The strategy worked.  ISE pulled out of its slump, and the
senior managers gave credit largely to the teams.  The overall
organization was flattened; teams took responsibility for full
products instead of separate functions; coordination among teams
was done by volunteer workers, not full time supervisors; teams
set their own rules; teams disciplined themselves as needed;
teams hired and fired their own members.

Barker observed three phases: 

1.  Consolidation and value consensus.  The teams went from
chaos to collaboration.  A loose vision came from corporate
management, but the interpretation and implementation of the
vision was left to each team.  Team members grew to have
personal responsibility to the other team members and to the
products they produced.  Business thrived.  

2.  Emergence of Normative Rules.  During the first phase, rules
were informal, based mainly on the relationships among the team
members, but, after about a year, the teams felt the need to
formalize and rationalize some of the rules.  This happened
mainly because of new people joining the organization, either as
replacements or to increase capabilities.  These new people
lacked the history of phase 1 and, therefore, had to be given
guidance about the expectations of the teams.  Guilt and peer
pressure were often used.  There was no one "big brother," just
lots of little ones.  One new worker said, "If you're a new
person here, you're going to be watched."  New workers either
obeyed the rules and became integrated into the system or left. 
There was little due-process.  Rules among teams were not
consistent.

This phase lasted about six months.

3.  Stabilization and Formalization of Rules.  As more new
people needed to be integrated into the organization to support
ISE's success, the rules began to look more like the
bureaucratic rules that existed before the teams were created. 
The coordination task became a full time job called a
facilitator that looked a lot like pre-team supervisors' jobs. 
What used to be "social" rules (based on relationships) became
rigidly defined in "codes of conduct."

Barker says, "The work life at ISE stabilized into a concertive
system that revolved around sets of rational rules, as in the
old bureaucracy, but in which the authority to command obedience
rested with the team members themselves...The team members had
become their own masters and their own slaves."

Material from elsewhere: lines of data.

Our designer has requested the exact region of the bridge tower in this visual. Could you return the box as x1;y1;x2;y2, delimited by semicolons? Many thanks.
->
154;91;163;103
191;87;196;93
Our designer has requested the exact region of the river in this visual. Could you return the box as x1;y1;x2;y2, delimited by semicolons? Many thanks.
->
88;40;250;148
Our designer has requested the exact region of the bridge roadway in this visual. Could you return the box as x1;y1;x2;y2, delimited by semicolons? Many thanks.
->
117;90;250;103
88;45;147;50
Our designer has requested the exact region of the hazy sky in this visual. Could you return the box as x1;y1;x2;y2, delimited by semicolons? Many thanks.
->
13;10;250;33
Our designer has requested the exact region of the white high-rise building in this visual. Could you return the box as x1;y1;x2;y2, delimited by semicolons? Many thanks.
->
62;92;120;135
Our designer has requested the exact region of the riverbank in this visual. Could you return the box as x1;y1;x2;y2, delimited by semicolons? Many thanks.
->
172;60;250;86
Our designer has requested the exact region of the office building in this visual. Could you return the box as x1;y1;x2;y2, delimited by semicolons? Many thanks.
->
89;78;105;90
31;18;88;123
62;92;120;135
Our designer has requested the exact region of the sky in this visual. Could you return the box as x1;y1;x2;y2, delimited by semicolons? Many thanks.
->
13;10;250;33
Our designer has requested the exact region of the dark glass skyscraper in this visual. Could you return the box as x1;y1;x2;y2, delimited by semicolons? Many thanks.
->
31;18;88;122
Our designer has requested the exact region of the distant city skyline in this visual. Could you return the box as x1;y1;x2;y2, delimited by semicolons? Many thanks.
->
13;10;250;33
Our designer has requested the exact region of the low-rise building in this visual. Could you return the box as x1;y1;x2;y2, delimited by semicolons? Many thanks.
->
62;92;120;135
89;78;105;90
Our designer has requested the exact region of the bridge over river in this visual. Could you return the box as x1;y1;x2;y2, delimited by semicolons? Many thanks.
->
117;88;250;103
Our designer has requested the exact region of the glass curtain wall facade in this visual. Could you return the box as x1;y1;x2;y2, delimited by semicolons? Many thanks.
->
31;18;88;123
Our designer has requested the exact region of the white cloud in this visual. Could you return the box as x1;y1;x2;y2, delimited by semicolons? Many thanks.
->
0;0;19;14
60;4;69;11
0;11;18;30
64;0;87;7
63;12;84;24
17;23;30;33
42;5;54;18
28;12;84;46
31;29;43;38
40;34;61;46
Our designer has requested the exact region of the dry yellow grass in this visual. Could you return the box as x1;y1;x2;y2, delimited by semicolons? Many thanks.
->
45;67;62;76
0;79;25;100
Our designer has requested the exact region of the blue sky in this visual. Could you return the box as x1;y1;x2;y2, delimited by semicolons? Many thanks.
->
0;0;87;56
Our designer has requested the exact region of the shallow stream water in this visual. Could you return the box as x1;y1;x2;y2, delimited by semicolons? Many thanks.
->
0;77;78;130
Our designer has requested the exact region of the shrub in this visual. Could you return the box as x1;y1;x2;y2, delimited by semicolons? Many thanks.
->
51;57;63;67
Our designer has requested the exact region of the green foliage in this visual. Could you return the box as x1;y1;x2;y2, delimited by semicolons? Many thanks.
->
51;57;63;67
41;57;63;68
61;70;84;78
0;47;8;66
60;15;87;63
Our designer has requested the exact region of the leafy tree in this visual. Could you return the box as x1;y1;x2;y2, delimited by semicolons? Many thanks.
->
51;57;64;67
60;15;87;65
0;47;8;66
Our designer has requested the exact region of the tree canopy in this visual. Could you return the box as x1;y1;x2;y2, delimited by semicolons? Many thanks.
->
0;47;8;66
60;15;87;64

Barker concludes, "...my analysis suggests that concertive
control does not free workers from Weber's iron cage of rational
rules...The iron cage becomes stronger.  The powerful
combination of peer pressure and rational rules in the
concertive system creates a new iron cage whose bars are almost
invisible to the workers it incarcerates."

Teams get results but at a price.  Is it worth it?  Are there
alternatives?

My sense is that we do a lot of concertive control at HP,
especially in small work units, in divisions, in sales offices and in project
teams.  Our norms are historic as well as situational.  They are
described as much in folklore as in formal policies.  "The
work/life balance issue" merely may be a euphemism for
concertive control.  Maybe the baby tiger has grown up and
developed an appetite.

Do you agree?  What stories that either support or deny these
ideas can you share with us?  And, if you agree that we are
living this situation, what should we do about it?